Packaging Stocks Dip on Rising Energy Costs and Recession Worries
Another hard-hit corner of the market is the packaging industry, with the Morningstar Global Packaging and Containers Index tumbling 4% since the start of the war. Within the US Market Index, the worst-performing packaging and containers stocks over this period have been Graphic Packaging Holding GPK, down 23%, Silgan Holdings SLGN, down 19%, and Amcor AMCR, also down 19%. Among the US-listed stocks under Morningstar analyst coverage, Amcor and International Paper IP, down 18%, performed worst. Ball BALL, down 13%, and Packaging Corporation of America PKG, down 9%, are also under Morningstar analyst coverage.
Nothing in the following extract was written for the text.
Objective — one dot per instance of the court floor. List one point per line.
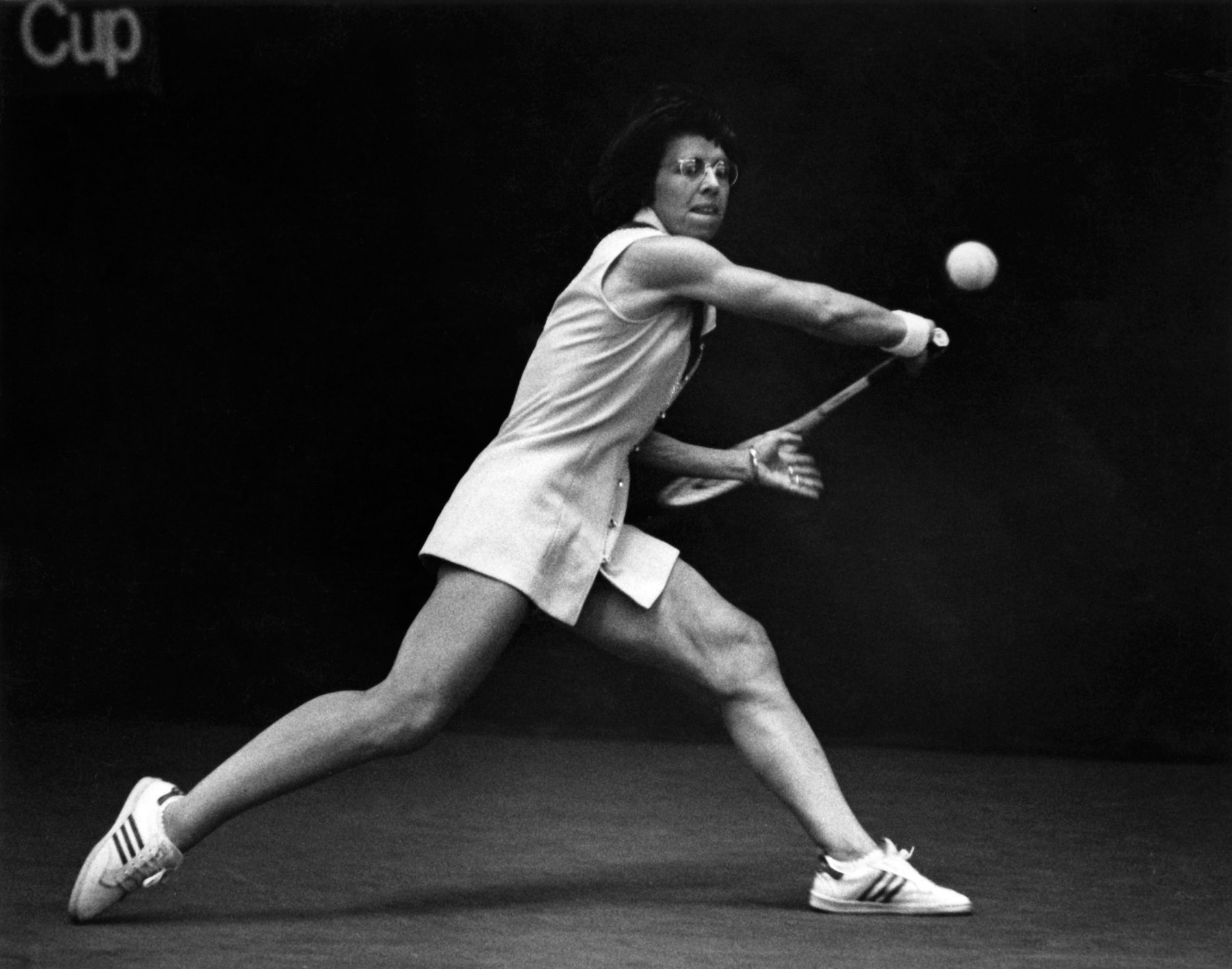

Morningstar equity analyst Krzysztof Smalec says the selloff in packaging stocks likely reflects a mix of rising energy costs and concerns of an economic slowdown. “Packaging is an energy-intensive industry, so the spike in energy prices might compress margins,” he says. “For example, higher oil prices increase costs for plastic packaging.”
At the same time, he notes that investors may be concerned about an economic slowdown, which would especially impact cyclical industries like packaging. Additionally, Smalec points to possible supply chain disruptions, shipping disruptions, and higher freight costs as risks to the industry amid a war.
Mortgage Finance and Residential Construction Stocks Also Slump
Other hard-hit areas include mortgage finance and residential construction, industries that are vulnerable to rising interest rates. The Morningstar Global Mortgage Finance Index—which tracks the performance of companies that deal with home mortgage and equity loans—has dropped 17.0% since the start of the war, led by narrow-moat Rocket Companies RKT, down 21.6%. Meanwhile the Morningstar Global Residential Construction Index has retreated 16.0%, with Champion Homes SKY down 19.5%, Lennar LEN down 19.4%, and Meritage Homes MTH down 18.1%.